Les Grandes Baigneuses
Artist Auguste Renoir
Year 1884–1887
Type Oil on canvas
Dimensions 115 cm × 170 cm (3' 10"  × 5' 5" )
Location Philadelphia Museum of Art, Philadelphia, United States

Les Grandes Baigneuses, or The Large Bathers, is a painting by Auguste Renoir made between 1884 and 1887. The painting is in the Philadelphia Museum of Art, in Philadelphia.[1][2]

The painting depicts a scene of nude women bathing. In the foreground, two women are seated beside the water, and a third is standing in the water near them. In the background, two others are bathing. The one standing in the water in the foreground appears to be about to splash one of the women seated on the shore with water. That woman leans back to avoid the expected splash of water.

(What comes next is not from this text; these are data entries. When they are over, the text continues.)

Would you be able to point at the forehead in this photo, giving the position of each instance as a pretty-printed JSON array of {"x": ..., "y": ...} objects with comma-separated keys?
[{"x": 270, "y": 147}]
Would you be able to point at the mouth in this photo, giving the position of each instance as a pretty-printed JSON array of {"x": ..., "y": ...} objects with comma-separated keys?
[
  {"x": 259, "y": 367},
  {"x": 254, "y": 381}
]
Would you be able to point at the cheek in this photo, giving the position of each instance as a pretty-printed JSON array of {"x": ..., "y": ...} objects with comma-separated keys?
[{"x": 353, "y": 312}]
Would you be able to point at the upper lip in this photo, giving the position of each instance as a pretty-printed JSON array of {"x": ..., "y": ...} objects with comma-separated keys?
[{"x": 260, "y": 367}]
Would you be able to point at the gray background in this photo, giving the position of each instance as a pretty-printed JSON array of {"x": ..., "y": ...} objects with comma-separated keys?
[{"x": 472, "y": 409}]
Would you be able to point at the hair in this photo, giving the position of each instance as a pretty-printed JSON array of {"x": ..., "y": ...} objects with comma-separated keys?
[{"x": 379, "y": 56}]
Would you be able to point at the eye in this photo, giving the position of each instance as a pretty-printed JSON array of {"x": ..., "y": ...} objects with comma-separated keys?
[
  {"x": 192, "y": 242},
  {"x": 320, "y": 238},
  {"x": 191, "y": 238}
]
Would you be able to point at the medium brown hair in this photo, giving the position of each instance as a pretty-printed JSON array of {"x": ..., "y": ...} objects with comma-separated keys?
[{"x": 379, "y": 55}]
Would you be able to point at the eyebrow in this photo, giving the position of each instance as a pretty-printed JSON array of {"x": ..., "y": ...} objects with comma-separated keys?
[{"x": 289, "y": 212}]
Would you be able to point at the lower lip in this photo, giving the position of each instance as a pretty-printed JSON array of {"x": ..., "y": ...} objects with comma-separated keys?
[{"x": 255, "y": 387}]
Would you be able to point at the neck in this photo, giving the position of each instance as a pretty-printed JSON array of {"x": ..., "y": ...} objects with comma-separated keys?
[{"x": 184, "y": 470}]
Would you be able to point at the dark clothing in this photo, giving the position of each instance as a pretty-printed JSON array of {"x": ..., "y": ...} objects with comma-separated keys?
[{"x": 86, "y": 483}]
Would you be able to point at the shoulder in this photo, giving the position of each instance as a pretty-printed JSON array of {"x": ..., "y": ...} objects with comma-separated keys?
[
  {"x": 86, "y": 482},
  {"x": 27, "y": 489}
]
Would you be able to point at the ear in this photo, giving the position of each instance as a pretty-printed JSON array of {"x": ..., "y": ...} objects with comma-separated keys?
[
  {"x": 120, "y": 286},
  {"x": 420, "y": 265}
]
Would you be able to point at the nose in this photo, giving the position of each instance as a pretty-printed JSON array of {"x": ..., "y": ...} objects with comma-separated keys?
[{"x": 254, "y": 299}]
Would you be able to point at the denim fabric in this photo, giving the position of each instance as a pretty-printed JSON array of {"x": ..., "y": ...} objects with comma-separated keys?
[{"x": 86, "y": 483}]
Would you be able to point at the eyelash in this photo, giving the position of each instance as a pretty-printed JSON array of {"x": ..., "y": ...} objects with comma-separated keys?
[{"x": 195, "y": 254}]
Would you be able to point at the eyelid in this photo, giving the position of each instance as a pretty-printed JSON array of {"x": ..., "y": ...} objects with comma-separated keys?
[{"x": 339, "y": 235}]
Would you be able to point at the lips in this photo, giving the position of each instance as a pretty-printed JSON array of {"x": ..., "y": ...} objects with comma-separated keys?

The figures have a sculptural quality, while the landscape behind them shimmers with impressionistic light. With this new style, Renoir's intention was to reconcile the modern forms of painting with the painting traditions of the 17th and 18th centuries, particularly those of Ingres and Rafael. Renoir also admired Rubens and Titian's works, and he tried to find a compromise between the styles of these old masters and the new impressionist style.

Painting

It is inspired at least in part by a sculpture by François Girardon, The Bath of the Nymphs (1672), a low lead relief realized for a fountain park of Versailles. It also reflects the influence of the works of Ingres, and particularly the frescoes of Raphael, whose style he had absorbed during his trip to Italy. These two great artists influenced Renoir's entire way of painting and drawing: he began to paint in a more disciplined and more conventional manner, gave up painting outdoors, and made the female nude – until then only an occasional subject– his main focus.

Renoir worked on The Bathers for three years until he was content with its composition. During that time, he made numerous studies and sketches, including at least two full-sized figure drawings of the theme.[3]

The Bathers may also be regarded as Renoir's pictorial testament. The models for the three bathers included two of his favorites: Aline Charigot, the blonde sitting behind, whom Renoir married in 1890, and Suzanne Valadon, herself a painter and the mother of Maurice Utrillo.[4]

After completing The Large Bathers, Renoir received severe criticism because of his new style. Tired and disillusioned, he never again created paintings of this caliber.[5][6][7] A similar subject later appeared in a series of paintings by Paul Cezanne.